Exponential functions and Euler’s formula

2022-06-05T00:00:00+00:00

$\newcommand\R{\mathbb{R}}\newcommand\C{\mathbb{C}}\newcommand\Z{\mathbb{Z}}\newcommand\Q{\mathbb{Q}}$

This post was driven by a desire to explain and prove Eulder's formula, \begin{equation}\label{euler} e^{i\theta} = \cos\theta + i\sin \theta, \end{equation} in a more conceptual way than the standard explanation using power series. Power series are still used as the key technical tool for proving the existence and uniqueness of exponential functions.

Acknowledgements. This was provoked by a Quanta Magazine article by Steven Strogatz on how to prove Euler's formula using power series. The discussion below was inspired by Michael Hutchings' observation that Euler's formula can be proved by solving an ordinary differential equation. I'd also like to thank Dan Lee, Keith Conrad, and my other Facebook friends for their comments and corrections.

Introduction

At first, even the meaning of the left side of Euler's formula \eqref{euler} is unclear. The standard approach is to use power series to define $e^{i\theta}$ and prove Euler's formula. The argument is outlined below. It is simple and elegant. I have, however, always found it unsatisfying, since the power series alone provides little intuition into what's going on.

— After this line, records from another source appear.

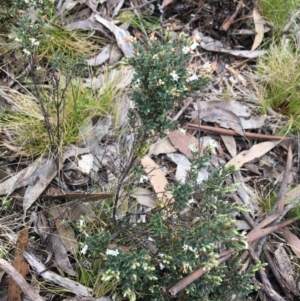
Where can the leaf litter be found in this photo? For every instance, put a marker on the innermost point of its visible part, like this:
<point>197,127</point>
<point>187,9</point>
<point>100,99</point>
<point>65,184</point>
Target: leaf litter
<point>227,103</point>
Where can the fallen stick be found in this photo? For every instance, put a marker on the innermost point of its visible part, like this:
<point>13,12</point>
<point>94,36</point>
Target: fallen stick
<point>20,281</point>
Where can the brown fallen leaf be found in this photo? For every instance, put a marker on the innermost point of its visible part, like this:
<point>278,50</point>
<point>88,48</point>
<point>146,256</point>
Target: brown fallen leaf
<point>144,197</point>
<point>162,146</point>
<point>73,212</point>
<point>79,196</point>
<point>285,268</point>
<point>73,286</point>
<point>182,141</point>
<point>236,107</point>
<point>292,239</point>
<point>20,264</point>
<point>256,151</point>
<point>156,177</point>
<point>67,236</point>
<point>40,179</point>
<point>166,3</point>
<point>61,255</point>
<point>224,118</point>
<point>230,144</point>
<point>120,35</point>
<point>259,29</point>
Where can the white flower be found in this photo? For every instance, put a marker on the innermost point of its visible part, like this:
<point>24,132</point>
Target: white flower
<point>84,249</point>
<point>160,82</point>
<point>186,49</point>
<point>193,148</point>
<point>193,77</point>
<point>191,201</point>
<point>131,104</point>
<point>161,266</point>
<point>174,75</point>
<point>185,247</point>
<point>192,250</point>
<point>183,131</point>
<point>34,42</point>
<point>81,223</point>
<point>212,144</point>
<point>27,52</point>
<point>143,179</point>
<point>194,45</point>
<point>207,65</point>
<point>112,252</point>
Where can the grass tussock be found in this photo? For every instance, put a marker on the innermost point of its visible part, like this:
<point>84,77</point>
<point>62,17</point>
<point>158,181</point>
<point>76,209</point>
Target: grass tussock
<point>278,77</point>
<point>67,115</point>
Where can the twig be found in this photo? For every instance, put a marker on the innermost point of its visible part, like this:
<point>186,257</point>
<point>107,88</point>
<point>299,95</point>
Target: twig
<point>276,273</point>
<point>138,6</point>
<point>226,24</point>
<point>266,286</point>
<point>183,283</point>
<point>233,133</point>
<point>20,281</point>
<point>268,290</point>
<point>279,204</point>
<point>73,286</point>
<point>185,106</point>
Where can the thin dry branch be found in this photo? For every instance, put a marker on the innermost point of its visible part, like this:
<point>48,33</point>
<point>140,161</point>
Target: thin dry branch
<point>20,281</point>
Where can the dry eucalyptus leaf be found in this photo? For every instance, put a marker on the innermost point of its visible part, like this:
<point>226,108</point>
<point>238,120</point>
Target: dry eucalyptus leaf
<point>102,57</point>
<point>120,35</point>
<point>73,212</point>
<point>67,236</point>
<point>183,165</point>
<point>230,144</point>
<point>253,122</point>
<point>73,286</point>
<point>259,29</point>
<point>61,255</point>
<point>156,177</point>
<point>162,146</point>
<point>85,164</point>
<point>292,239</point>
<point>234,106</point>
<point>182,141</point>
<point>41,179</point>
<point>166,3</point>
<point>144,197</point>
<point>256,151</point>
<point>20,264</point>
<point>224,118</point>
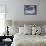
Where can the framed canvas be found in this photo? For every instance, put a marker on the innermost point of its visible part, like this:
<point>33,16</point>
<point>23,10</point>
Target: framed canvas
<point>30,9</point>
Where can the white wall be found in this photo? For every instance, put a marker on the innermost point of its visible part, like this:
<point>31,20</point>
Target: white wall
<point>15,9</point>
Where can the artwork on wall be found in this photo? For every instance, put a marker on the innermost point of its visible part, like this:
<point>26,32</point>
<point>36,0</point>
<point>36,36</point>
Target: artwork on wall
<point>30,9</point>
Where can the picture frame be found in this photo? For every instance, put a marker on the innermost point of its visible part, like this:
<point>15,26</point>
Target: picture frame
<point>30,9</point>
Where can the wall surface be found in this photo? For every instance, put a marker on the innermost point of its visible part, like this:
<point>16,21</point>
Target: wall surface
<point>15,9</point>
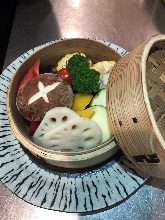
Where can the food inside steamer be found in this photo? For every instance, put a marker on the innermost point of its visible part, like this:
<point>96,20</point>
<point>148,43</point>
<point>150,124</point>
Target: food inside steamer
<point>66,109</point>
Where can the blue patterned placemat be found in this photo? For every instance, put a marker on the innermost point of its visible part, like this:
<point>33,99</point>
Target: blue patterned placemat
<point>101,187</point>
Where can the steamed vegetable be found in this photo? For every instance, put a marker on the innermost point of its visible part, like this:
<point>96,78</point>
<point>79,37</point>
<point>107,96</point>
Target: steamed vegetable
<point>99,98</point>
<point>63,62</point>
<point>62,129</point>
<point>104,68</point>
<point>65,74</point>
<point>80,101</point>
<point>84,79</point>
<point>101,118</point>
<point>87,113</point>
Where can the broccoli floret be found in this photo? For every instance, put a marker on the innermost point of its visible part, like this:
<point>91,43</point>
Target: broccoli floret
<point>84,79</point>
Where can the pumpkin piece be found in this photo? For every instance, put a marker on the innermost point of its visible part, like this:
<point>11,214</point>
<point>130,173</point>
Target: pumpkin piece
<point>80,101</point>
<point>87,113</point>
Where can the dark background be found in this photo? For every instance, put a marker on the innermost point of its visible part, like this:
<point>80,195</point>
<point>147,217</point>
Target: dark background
<point>7,11</point>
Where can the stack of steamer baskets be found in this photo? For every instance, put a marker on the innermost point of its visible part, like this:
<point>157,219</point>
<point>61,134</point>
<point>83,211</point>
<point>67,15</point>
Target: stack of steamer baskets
<point>136,102</point>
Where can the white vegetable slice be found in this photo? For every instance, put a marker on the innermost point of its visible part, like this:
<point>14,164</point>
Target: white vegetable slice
<point>67,131</point>
<point>77,134</point>
<point>54,118</point>
<point>62,63</point>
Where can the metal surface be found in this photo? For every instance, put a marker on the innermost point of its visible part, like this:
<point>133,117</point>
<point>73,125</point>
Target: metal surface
<point>126,23</point>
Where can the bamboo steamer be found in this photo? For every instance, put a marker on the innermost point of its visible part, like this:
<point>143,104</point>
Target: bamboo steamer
<point>51,55</point>
<point>136,106</point>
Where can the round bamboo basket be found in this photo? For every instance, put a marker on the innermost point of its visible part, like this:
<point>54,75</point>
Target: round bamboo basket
<point>136,105</point>
<point>50,55</point>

Here, I provide an alternative approach that I find that is easier to understand intuitively. Moreover, it accomplishes much more. Using only calculus, it provides definitions of the constants $\pi$ and $e$, as well as definitions and basic properties of the exponential, sine, and cosine functions, including Euler's formula.

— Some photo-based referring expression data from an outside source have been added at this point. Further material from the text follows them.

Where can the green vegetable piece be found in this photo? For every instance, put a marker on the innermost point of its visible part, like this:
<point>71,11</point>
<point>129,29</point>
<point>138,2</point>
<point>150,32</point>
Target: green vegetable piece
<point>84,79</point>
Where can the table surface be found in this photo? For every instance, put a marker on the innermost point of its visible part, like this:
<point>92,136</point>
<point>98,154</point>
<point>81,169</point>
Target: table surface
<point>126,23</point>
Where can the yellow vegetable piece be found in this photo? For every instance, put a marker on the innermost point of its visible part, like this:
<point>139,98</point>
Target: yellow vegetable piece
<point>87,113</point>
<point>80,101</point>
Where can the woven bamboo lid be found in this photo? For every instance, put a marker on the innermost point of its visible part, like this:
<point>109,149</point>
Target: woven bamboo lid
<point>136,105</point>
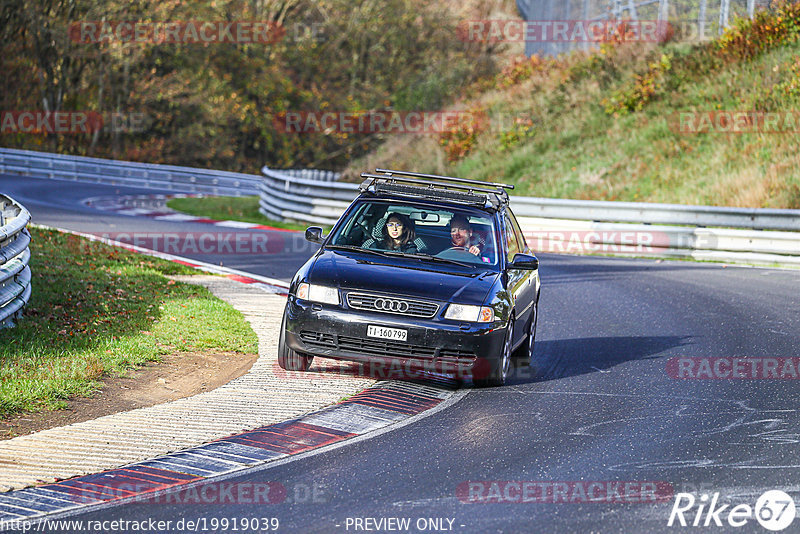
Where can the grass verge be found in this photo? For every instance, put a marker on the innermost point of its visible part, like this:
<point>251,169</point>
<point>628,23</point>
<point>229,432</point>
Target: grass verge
<point>100,311</point>
<point>244,209</point>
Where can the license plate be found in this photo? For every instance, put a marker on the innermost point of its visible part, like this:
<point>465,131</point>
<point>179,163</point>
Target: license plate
<point>395,334</point>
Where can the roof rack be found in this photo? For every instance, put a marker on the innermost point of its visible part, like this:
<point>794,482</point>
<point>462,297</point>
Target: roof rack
<point>436,186</point>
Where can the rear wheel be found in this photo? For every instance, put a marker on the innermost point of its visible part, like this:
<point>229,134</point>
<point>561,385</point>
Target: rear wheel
<point>289,359</point>
<point>500,366</point>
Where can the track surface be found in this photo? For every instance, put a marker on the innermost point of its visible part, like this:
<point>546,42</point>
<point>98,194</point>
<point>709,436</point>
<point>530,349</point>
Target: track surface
<point>600,406</point>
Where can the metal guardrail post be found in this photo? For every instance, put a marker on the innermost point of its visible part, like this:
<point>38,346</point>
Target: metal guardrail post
<point>114,172</point>
<point>15,274</point>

The exposition here does not require the use of power series. Power series are needed only for the rigorous proof of the existence and uniqueness theorem of exponential functions

Power series proof of Euler’s formula

Here is a brief outline of how to prove Euler's formula using power series. The starting point are the power series \begin{align} e^{x} &= \sum_{k=0}^\infty \frac{x^k}{k!} = 1 + x + \frac{x^2}{2!} +\cdots \label{taylor}\\ \sin x &= \sum_{k=0}^\infty (-1)^k\frac{x^{2k+1}}{(2k+1)!} = x - \frac{x^3}{3!} + \frac{x^5}{5!} + \cdots \notag\\ \cos x &= \sum_{k=0}^\infty (-1)^k\frac{x^{2k}}{(2k)!} = 1 - \frac{x^2}{2!} + \frac{x^4}{4!} + \cdots. \notag \end{align} It follows by the ratio test that these series converge for every $x \in \R$. The key observation is that these power series also converge if $x$ is complex, extending the domains of these functions from $\R$ to $\C$. Euler's formula now follows by setting $x = i\theta$ in \eqref{taylor} and splitting the series into its real and imaginary parts, \begin{align*} e^{i\theta} &= \sum_{k=0} \frac{(i\theta)^k}{k!}\\ &= \sum_{k=0} (-1)^k \frac{\theta^{2k}}{(2k)!} + i\sum_{k=0} (-1)^k \frac{\theta^{2k+1}}{(2k+1)!}\\ &= \cos\theta + i\sin\theta. \end{align*} This is simple and elegant, but the proof provides little intuition to what is going on. Euler's formula appears magically.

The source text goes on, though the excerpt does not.